Before the pandemic broke out in the country in February 2020, the number of workers registered with the Mexican Social Security Institute (IMSS) was over 20.5 million, a figure that could be recovered by the middle of this year, Xinhua news agency quoted the President as saying at a briefing on Friday.
According to Lopez Obrador, Mexico lost 1.1 million jobs due to Covid-19, after lockdown measures brought several economic sectors to a standstill, but in recent months some 600,000 jobs have been recovered.
"We believe that by the middle of the year we will have 20.5 million formal jobs again," the President told reporters at the National Palace here.
"I maintain that by June, by the end, we will already be in economic normality.

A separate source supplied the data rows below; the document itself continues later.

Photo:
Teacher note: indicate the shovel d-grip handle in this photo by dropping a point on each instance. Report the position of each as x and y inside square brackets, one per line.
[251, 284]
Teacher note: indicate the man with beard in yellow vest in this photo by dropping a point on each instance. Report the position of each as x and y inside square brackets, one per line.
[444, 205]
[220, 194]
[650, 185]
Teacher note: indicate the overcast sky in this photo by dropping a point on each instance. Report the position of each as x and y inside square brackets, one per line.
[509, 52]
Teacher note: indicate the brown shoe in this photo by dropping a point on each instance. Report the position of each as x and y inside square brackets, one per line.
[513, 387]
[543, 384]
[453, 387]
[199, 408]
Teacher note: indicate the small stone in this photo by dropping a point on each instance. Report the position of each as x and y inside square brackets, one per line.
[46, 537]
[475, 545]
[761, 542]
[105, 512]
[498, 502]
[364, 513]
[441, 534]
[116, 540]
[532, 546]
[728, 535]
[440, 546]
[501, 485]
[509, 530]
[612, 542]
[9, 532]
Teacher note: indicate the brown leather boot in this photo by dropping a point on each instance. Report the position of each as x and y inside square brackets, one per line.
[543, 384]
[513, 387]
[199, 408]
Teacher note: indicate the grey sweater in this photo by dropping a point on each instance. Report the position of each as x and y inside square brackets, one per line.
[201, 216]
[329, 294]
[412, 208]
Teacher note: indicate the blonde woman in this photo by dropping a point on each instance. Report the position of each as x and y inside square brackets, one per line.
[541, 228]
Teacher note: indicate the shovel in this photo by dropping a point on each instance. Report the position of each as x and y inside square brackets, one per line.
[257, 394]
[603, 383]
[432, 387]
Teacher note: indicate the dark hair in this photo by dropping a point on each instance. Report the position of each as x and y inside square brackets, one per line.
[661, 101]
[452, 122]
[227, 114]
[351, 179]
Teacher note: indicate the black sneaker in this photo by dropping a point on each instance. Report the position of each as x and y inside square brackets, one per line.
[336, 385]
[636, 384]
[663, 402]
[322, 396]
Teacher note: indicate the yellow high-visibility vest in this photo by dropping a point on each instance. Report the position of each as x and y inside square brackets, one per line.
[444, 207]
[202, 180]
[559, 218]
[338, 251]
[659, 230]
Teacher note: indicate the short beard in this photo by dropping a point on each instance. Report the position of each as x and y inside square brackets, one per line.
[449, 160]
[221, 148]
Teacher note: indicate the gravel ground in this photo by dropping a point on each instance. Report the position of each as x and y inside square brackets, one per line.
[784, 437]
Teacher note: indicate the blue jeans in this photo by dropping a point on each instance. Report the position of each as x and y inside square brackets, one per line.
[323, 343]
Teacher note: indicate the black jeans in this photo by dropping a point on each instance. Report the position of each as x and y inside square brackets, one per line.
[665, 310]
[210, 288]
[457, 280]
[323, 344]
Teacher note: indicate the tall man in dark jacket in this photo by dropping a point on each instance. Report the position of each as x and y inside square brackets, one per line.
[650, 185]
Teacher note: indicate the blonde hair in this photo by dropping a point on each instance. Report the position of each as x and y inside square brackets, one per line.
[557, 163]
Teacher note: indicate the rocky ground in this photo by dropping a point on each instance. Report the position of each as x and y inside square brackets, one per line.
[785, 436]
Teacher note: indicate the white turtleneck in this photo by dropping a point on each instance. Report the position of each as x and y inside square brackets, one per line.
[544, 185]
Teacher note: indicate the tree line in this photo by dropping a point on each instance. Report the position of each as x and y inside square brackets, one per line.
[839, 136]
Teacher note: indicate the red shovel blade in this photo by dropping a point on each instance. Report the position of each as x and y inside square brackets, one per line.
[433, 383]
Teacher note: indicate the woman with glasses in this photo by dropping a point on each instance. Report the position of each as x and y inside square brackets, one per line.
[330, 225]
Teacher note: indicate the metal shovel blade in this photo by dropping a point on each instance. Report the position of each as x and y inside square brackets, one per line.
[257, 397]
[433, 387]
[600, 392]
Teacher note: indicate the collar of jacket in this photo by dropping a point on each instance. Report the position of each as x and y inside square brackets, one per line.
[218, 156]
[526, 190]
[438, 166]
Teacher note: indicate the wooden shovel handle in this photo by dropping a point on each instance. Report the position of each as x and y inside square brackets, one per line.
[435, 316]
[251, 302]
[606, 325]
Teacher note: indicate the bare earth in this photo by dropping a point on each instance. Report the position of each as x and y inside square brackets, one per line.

We are going to have greater growth and recovery in industrial activity, especially in tourism, which was very hard hit," he said.
Economic recovery is expected to go hand in hand with a decline in Covid-19 rates and progress in vaccinating the population.
Lopez Obrador said he hopes to have everyone over 60 years of age, about 15 million people, vaccinated against the virus by April, as part of a gradual inoculation strategy that began at the end of December 2020.
With 188,866 fatalities, Mexico currently accounts for the world's third-highest Covid-19 death toll, after the US and Brazil.
So far, at least 2,112,508 people in the country have tested positive for the virus.
Mexico's economy, the second largest in Latin America after Brazil, contracted 8.2 per cent in 2020, its worst performance since the 1930s, as a result of the pandemic.
The economy is expected to grow 4.8 per cent in 2021, according to the Central Bank of Mexico.